Transliterate

This is the help file for the Transliterate option under the Tool menu.
This feature transliterates selected text between Hmong RPA (used in Southeast Asia) and Danashan Miao (used in China), and vice versa.

Definition: According to the Cambridge Dictionary, transliterate means to write words using a different alphabet. Webster’s Dictionary defines it as representing or spelling words using the characters of another alphabet.

Note: For simplicity in this help file, Danashan refers to the Danashan Miao script, and RPA refers to the Hmong RPA script used in Southeast Asia.

Due to limited available reference materials, this transliteration may not be fully accurate or complete. Only words containing vowels and consonants common to both scripts can be transliterated. For large documents, some words may fail and require manual editing. Failed words are clearly marked, as described below.

To simplify updates to the Danashan transliteration rules, the software loads dictionary data from external files instead of hard-coding them. These files are stored in the Dictionary folder:
  1. DanashanConsonant.dic
  2. DanashanVowel.dic
  3. DanashanTone.dic

Why These Dictionary Files?

Using external dictionary files allows advanced users to update transliteration rules without modifying the software itself. If these mappings were hard-coded, any change would require recompiling, redistributing, and reinstalling the software, which is time-consuming.

However, users must understand the structure of these files. Incorrect modifications may result in unexpected transliteration output.

Descriptions

Each dictionary file contains paired values separated by a colon (:). The left side represents Danashan, and the right side represents RPA.

Each time the software launches, it reads these files and builds internal dictionaries for consonants, vowels, tone markers, and all possible monosyllabic words.

The following internal dictionaries are used during transliteration:
  1. Consonant pairs:
  2. Vowel pairs:
  3. Tone marker pairs:
  4. Monosyllabic word pairs (up to ~6,700 words each):

Script Commands

A document may contain a mixture of Danashan and RPA text by using script commands.

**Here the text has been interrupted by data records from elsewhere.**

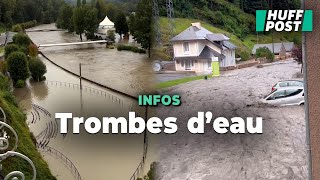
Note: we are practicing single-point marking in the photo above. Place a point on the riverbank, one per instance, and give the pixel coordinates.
(113, 156)
(17, 119)
(124, 71)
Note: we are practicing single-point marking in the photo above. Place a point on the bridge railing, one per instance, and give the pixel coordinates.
(65, 159)
(87, 89)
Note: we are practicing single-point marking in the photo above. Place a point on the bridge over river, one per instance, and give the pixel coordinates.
(97, 156)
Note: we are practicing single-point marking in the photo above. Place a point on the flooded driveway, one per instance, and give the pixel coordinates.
(279, 153)
(122, 70)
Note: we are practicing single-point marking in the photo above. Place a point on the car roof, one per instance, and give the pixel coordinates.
(290, 87)
(291, 81)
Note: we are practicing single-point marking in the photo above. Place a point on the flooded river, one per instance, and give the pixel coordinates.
(100, 156)
(125, 71)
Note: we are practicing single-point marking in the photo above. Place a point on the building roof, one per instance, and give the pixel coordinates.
(289, 46)
(106, 22)
(217, 37)
(197, 32)
(206, 53)
(277, 47)
(6, 38)
(229, 45)
(192, 33)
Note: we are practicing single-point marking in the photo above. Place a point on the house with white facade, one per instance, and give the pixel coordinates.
(105, 26)
(196, 47)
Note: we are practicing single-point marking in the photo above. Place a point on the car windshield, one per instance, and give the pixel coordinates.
(269, 94)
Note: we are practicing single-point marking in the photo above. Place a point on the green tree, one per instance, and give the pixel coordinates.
(143, 31)
(101, 7)
(79, 21)
(111, 11)
(10, 49)
(111, 36)
(18, 66)
(121, 24)
(64, 20)
(37, 69)
(21, 40)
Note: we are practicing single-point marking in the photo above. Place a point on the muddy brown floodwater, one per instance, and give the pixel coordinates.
(279, 153)
(99, 156)
(125, 71)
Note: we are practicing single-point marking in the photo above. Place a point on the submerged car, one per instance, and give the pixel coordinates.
(289, 83)
(285, 96)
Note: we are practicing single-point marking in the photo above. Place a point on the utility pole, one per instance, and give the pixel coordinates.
(157, 31)
(80, 76)
(306, 99)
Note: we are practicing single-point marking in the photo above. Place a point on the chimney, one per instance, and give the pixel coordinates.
(196, 24)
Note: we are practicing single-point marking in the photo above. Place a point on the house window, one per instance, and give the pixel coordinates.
(186, 47)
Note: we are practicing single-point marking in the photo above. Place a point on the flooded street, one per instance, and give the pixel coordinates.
(98, 156)
(122, 70)
(278, 153)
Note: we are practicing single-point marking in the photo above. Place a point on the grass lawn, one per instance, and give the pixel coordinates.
(179, 81)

These commands instruct the software which dictionaries to use during transliteration. Without them, many words may fail to transliterate correctly.

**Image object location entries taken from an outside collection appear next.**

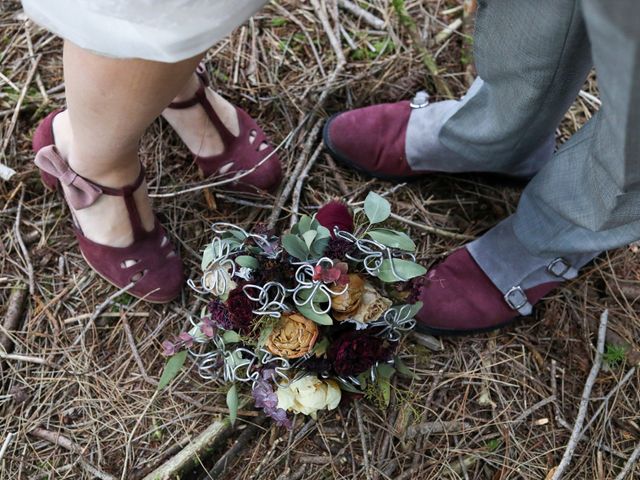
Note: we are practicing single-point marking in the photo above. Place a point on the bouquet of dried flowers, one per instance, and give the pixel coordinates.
(302, 317)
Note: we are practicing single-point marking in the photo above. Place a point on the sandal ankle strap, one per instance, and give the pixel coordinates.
(201, 73)
(82, 192)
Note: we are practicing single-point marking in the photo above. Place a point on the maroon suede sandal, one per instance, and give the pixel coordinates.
(150, 262)
(242, 153)
(372, 140)
(458, 298)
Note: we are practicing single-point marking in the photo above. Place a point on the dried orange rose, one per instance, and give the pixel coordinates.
(349, 300)
(293, 336)
(371, 306)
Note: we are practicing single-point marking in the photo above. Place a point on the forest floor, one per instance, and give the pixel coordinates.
(78, 390)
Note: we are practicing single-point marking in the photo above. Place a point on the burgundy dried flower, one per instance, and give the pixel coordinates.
(355, 351)
(335, 214)
(220, 314)
(208, 328)
(338, 248)
(240, 309)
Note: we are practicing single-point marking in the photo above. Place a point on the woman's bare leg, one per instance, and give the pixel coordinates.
(110, 104)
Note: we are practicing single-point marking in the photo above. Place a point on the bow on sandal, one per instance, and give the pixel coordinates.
(244, 156)
(150, 263)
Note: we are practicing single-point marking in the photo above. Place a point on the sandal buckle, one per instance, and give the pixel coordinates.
(517, 300)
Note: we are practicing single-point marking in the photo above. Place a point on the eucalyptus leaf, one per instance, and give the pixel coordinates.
(323, 232)
(172, 368)
(232, 403)
(319, 318)
(404, 268)
(385, 372)
(376, 208)
(247, 261)
(295, 246)
(319, 246)
(229, 336)
(392, 239)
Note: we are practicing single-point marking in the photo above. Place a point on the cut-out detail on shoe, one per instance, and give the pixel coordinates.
(249, 150)
(159, 277)
(130, 262)
(225, 168)
(136, 277)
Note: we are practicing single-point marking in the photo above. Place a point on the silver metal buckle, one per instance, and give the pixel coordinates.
(559, 267)
(516, 298)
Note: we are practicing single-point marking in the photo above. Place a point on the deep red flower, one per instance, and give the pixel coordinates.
(328, 274)
(355, 351)
(335, 214)
(338, 248)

Available script commands:
  1. <Dialect:Dawb> — White Hmong: number reading and transliteration
  2. <Dialect:Leeg> — Blue Hmong: number reading and transliteration
  3. <Dialect:Shib> — Blue Hmong numbers and Danashan transliteration
Example:

<Dialect:Leeg>:
Noav yog kawm txug Moob Soav cov ntawv hab cov lug roa cov toabNeeg nyob saab nub poob.
Cov ntawv noav moab lug ntawm 'tshav ntuj kaj nrig' nyob huv Youtube.

<Dialect:Shib>:
Uat gaox zhous.
Zhit yongf uat zhous.
Uat zhous ndout ndout.
Nyaob rongt (Gaox rongt).
Sheud nzod nyaob rongt.
Gaox duax lak?
Gaox nyaob rongt let jangl?
God yat mol del.

Transliteration

Transliteration is performed using fast search-and-replace operations and depends on the size of the selected text.

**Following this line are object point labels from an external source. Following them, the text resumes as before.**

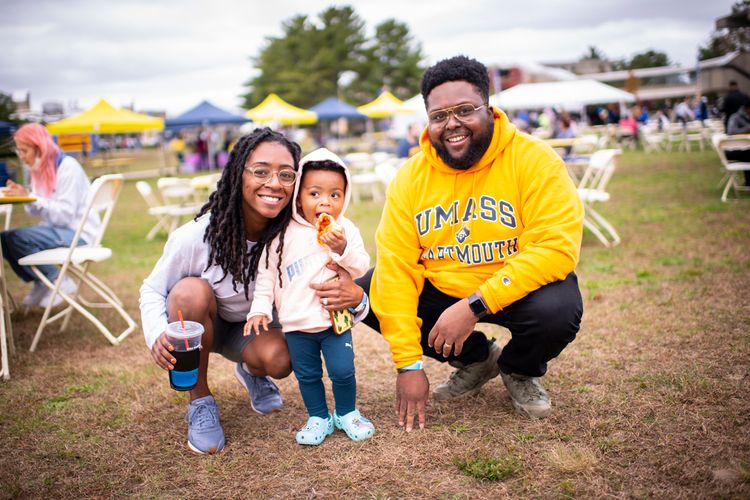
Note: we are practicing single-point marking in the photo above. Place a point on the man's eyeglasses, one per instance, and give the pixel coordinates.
(262, 174)
(462, 112)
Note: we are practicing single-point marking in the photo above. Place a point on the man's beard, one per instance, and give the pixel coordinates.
(477, 148)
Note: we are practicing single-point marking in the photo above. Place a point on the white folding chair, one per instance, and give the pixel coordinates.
(592, 189)
(734, 169)
(715, 140)
(176, 190)
(168, 216)
(74, 262)
(7, 211)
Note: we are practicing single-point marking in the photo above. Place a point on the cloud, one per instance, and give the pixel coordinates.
(170, 54)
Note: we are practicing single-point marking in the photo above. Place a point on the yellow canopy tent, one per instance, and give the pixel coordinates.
(103, 118)
(383, 106)
(274, 109)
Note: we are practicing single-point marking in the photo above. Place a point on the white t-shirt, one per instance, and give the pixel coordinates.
(186, 254)
(66, 205)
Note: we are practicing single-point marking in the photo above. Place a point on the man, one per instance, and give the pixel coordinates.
(733, 101)
(482, 223)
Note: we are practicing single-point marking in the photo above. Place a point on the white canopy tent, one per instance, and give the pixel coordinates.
(570, 95)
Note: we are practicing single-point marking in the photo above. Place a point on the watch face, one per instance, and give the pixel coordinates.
(477, 306)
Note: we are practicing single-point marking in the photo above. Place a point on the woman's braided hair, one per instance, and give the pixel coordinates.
(225, 233)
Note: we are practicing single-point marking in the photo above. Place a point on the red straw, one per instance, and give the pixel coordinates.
(182, 323)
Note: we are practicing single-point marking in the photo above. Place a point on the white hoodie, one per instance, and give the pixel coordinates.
(303, 261)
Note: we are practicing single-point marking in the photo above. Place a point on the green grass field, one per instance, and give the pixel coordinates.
(649, 401)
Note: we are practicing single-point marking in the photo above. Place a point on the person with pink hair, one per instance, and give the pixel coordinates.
(60, 186)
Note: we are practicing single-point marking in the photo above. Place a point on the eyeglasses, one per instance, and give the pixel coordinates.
(462, 112)
(263, 174)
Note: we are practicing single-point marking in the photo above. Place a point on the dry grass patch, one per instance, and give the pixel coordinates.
(570, 458)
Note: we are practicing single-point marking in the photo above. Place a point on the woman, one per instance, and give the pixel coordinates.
(208, 270)
(60, 186)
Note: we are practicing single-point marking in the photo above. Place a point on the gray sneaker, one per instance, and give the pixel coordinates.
(469, 379)
(527, 394)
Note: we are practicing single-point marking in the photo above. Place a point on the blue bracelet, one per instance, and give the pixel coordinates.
(417, 365)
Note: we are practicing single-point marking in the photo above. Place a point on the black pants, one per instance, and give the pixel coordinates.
(541, 325)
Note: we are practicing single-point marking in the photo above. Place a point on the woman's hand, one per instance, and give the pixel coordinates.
(13, 189)
(339, 294)
(161, 351)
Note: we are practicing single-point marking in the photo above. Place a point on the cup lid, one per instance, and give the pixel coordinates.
(192, 329)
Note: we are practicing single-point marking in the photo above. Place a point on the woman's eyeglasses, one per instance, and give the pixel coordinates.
(462, 112)
(262, 174)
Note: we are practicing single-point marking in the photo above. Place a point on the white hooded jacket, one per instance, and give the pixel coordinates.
(303, 261)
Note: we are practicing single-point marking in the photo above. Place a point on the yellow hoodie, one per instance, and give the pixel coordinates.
(507, 226)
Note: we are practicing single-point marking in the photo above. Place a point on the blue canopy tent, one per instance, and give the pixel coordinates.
(204, 113)
(333, 109)
(7, 128)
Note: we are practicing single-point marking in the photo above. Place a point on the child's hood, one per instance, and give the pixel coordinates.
(320, 154)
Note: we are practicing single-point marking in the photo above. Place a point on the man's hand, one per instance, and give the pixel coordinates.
(412, 391)
(161, 351)
(452, 328)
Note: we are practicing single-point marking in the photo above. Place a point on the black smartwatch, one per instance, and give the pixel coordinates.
(478, 306)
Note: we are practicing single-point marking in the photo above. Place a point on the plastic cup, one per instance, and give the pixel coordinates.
(187, 344)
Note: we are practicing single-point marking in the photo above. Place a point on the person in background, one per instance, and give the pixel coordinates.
(409, 144)
(208, 272)
(177, 146)
(627, 129)
(323, 187)
(732, 102)
(643, 114)
(60, 186)
(484, 223)
(683, 112)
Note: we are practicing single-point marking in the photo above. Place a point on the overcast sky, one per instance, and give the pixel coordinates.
(170, 55)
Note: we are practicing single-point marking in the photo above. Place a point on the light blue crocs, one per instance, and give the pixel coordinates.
(315, 430)
(357, 427)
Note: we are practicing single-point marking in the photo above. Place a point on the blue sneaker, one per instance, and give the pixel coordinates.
(315, 430)
(357, 427)
(205, 434)
(265, 397)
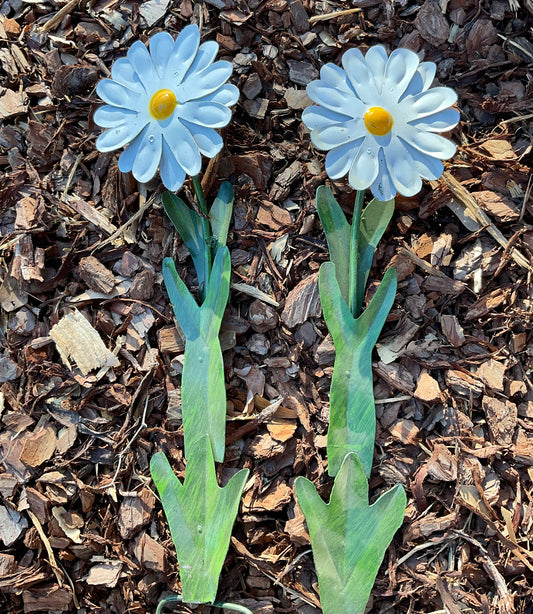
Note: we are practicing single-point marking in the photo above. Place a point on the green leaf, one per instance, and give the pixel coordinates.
(200, 515)
(185, 307)
(338, 232)
(352, 416)
(374, 221)
(220, 214)
(203, 393)
(349, 537)
(190, 228)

Binary Search: The software uses binary search on sorted dictionaries, repeatedly dividing the search range in half until a match is found or fails.

Linear Search: Linear search scans from the beginning of a list and is significantly slower for large datasets. This method is avoided whenever possible.

Processing Steps:
  1. The software reads one word at a time, separated by whitespace.
  2. The word type is identified (web link, email, number, valid word, etc.).
  3. The word is searched in the appropriate sorted dictionary.
  4. If found, the index is used to retrieve the matching word from the paired unsorted dictionary.
  5. The original word is replaced, and the process repeats until complete.
Notes:
  1. Web links, emails, currencies, numbers, and similar items are not transliterated.
  2. When reading Danashan text aloud, the software uses recorded RPA audio.

To use this feature, select Tool from the menu bar, then choose Transliterate, as shown below.



Procedure

This process does not modify the text in the main document.
Text can be selected using the keyboard or mouse. Use Ctrl+A to select all text.
Be sure to include the appropriate script command in your selection to minimize failed words.

  1. Click outside this popup window to focus on the main document.
  2. Select the desired text.
  3. Click the Get Text button to load the selection into this window.
  4. Select the target script using the Transliterate to: radio buttons (Southeast or Danashan).
  5. Click the Process button to transliterate the text.
    Note: Failed words are prefixed with Failed and also listed in a separate popup.
  6. Click Save to store the transliterated text in a file. This file may be loaded into the main document and read using the appropriate script command.
  7. Repeat the process to transliterate additional text.
  8. Click Help to view this help file.
  9. Click Close to exit when finished.


File name: Transliterate.html
Date: 12/15/2025